The White Lotus giveth, and The White Lotus taketh away. From the first moments of the acclaimed HBO series’ sophomore season, we knew we’d be saying goodbye forever to one—if not multiple—favorite characters by the time the Dec. 11 finale rolled around. It was only ever a question of how they’d end their vacation: in first class, or in a casket? After weeks of fan theorizing, showrunner Mike White effectively delivered a rollicking banger of a send-off—and with it, a surprisingly thought-provoking meditation on desire, and our general lack of control over its whims.
Episode 7, “Arrivederci,” begins with the neurotic devices of a jealous mind. Ethan knows his wife is acting strangely, and that his former college roommate, Cameron, has a notorious “mimetic desire,” always seeking that which others claim first. Might Cameron have slept with Harper, taking advantage of the latter’s anger following Cameron and Ethan’s drug-fueled binge a few episodes ago? Ethan pictures his wife and his friend having sex in bed beside him, even as, in reality, he watches Harper sleep peacefully. Ethan finds he can’t trust Harper, but nor can he trust his own imagination.
Meanwhile, in the adjoining room, similar resentments are left unspoken between Cameron and his wife. As Daphne consoles her children via FaceTime, she calls for Cameron to come talk them back to sleep, and, in the bathroom, Cameron’s face darkens with something like agitation. He layers on the charm when he finally swoops in to fill the iPhone screen, but the close-up on his face is too lengthy to be coincidental. It seems all but confirmed that Cameron knows his eldest son is not actually his biological child, but Daphne’s trainer’s, a byproduct of their relationship’s unorthodox sexual schemes.

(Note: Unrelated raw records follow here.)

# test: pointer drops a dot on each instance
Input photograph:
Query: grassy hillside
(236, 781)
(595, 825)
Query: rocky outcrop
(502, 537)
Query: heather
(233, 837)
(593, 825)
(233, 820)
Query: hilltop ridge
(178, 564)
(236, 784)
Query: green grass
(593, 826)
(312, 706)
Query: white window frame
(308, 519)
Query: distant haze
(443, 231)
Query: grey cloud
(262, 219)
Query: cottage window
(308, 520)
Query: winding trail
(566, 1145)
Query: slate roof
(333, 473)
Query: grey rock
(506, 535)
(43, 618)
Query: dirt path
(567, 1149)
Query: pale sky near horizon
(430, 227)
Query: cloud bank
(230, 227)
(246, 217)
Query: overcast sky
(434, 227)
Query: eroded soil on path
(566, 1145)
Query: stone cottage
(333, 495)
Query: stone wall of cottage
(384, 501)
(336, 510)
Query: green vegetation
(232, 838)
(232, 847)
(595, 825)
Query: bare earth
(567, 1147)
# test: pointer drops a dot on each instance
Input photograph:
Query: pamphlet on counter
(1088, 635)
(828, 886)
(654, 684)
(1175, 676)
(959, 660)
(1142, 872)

The other heterosexual relationships in this series aren’t fairing much better. Albie, halfway in love with Lucia after only a few nights together, wants to save another “wounded, pretty bird” and asks his father for 50,000 euros to do so. Dominic balks at the idea, less thanks to the amount as to whom it’s for. (Remember, Albie still has no idea his father slept with the same woman.) But Albie pulls a trick out of dear old Dad’s own manipulative playbook: He deems the cost a “karmic payment,” and promises he’ll put a good word in with his mother about Dom’s supposed repentance and reformation. The thought of getting clean with his wife—without having to actually do the work of changing his behavior—proves too delicious for Dom to deny. He forks the cash over to Lucia, who slips quietly out of Albie’s room the next morning with only a slightly remorseful, sweet smile. Later, we watch her embrace Alessio, her supposed pimp, who turns out to be her clever accomplice. If there can ever be a real winner in these games, this season it’s Lucia.

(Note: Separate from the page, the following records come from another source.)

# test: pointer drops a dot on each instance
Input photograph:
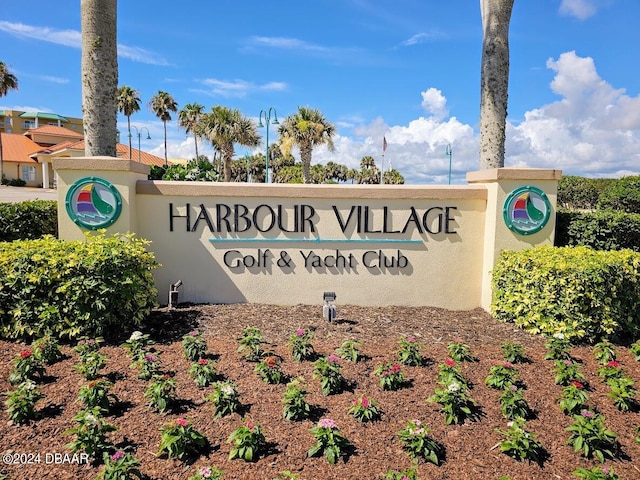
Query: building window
(29, 174)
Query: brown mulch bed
(470, 447)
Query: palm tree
(99, 76)
(162, 104)
(8, 81)
(494, 81)
(306, 128)
(225, 127)
(128, 104)
(188, 118)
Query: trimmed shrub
(28, 220)
(623, 194)
(101, 286)
(582, 293)
(601, 230)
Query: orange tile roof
(53, 130)
(18, 148)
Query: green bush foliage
(101, 286)
(623, 194)
(579, 292)
(601, 230)
(28, 220)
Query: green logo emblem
(526, 210)
(93, 203)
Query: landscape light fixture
(329, 310)
(139, 134)
(267, 121)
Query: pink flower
(327, 423)
(117, 456)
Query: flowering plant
(501, 375)
(47, 350)
(567, 371)
(194, 345)
(596, 473)
(269, 369)
(149, 366)
(417, 443)
(120, 466)
(137, 345)
(611, 370)
(574, 398)
(203, 372)
(161, 392)
(590, 437)
(87, 345)
(391, 376)
(327, 369)
(409, 352)
(557, 348)
(455, 402)
(450, 373)
(622, 393)
(251, 341)
(300, 343)
(91, 364)
(225, 398)
(26, 367)
(519, 443)
(329, 441)
(295, 406)
(21, 402)
(96, 394)
(349, 350)
(513, 404)
(460, 351)
(248, 441)
(513, 352)
(90, 433)
(207, 473)
(604, 352)
(180, 438)
(365, 409)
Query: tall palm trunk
(494, 81)
(99, 76)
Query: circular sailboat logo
(526, 210)
(93, 203)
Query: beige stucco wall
(443, 269)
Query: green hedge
(601, 230)
(28, 220)
(101, 286)
(582, 293)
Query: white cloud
(581, 9)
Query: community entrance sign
(287, 244)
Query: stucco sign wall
(287, 244)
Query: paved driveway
(20, 194)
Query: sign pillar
(520, 214)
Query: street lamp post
(449, 152)
(139, 134)
(267, 120)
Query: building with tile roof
(28, 156)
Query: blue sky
(407, 70)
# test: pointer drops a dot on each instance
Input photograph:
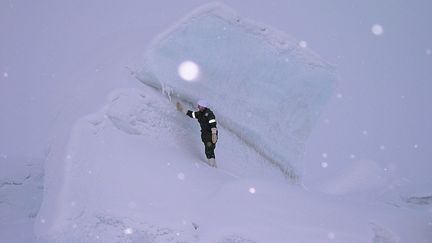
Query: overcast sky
(382, 51)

Portia, on the other hand, is ready to swear off the Sicilian adventures she supposedly longed for on arrival. When she wakes beside a hungover Jack, whose endearing Essex accent has overplayed its hand, she searches desperately for her missing phone and spirals further when she learns Jack does not exist on Instagram. Only after multiple episodes is she finally seeing the red flags planted at every milestone of her and Jack’s days-long dalliance. She needs to get back to her boss, Tanya, in Palermo, but Tanya is still in the embrace of “the gays,” led by Quentin, who promises to take her back to Taormina now that the cocaine high has worn off. Before they can leave, she steals one last glance at the photograph she spotted the night before in Quentin’s palazzo, the one featuring a man who looks inconspicuously like her husband. Sure enough, a second look confirms the image of a younger version of Greg with a younger version of Quentin, though Quentin denies it when he strolls into the room. That’s “Steve,” not Greg, he insists. “Haven’t spoken to him in decades.”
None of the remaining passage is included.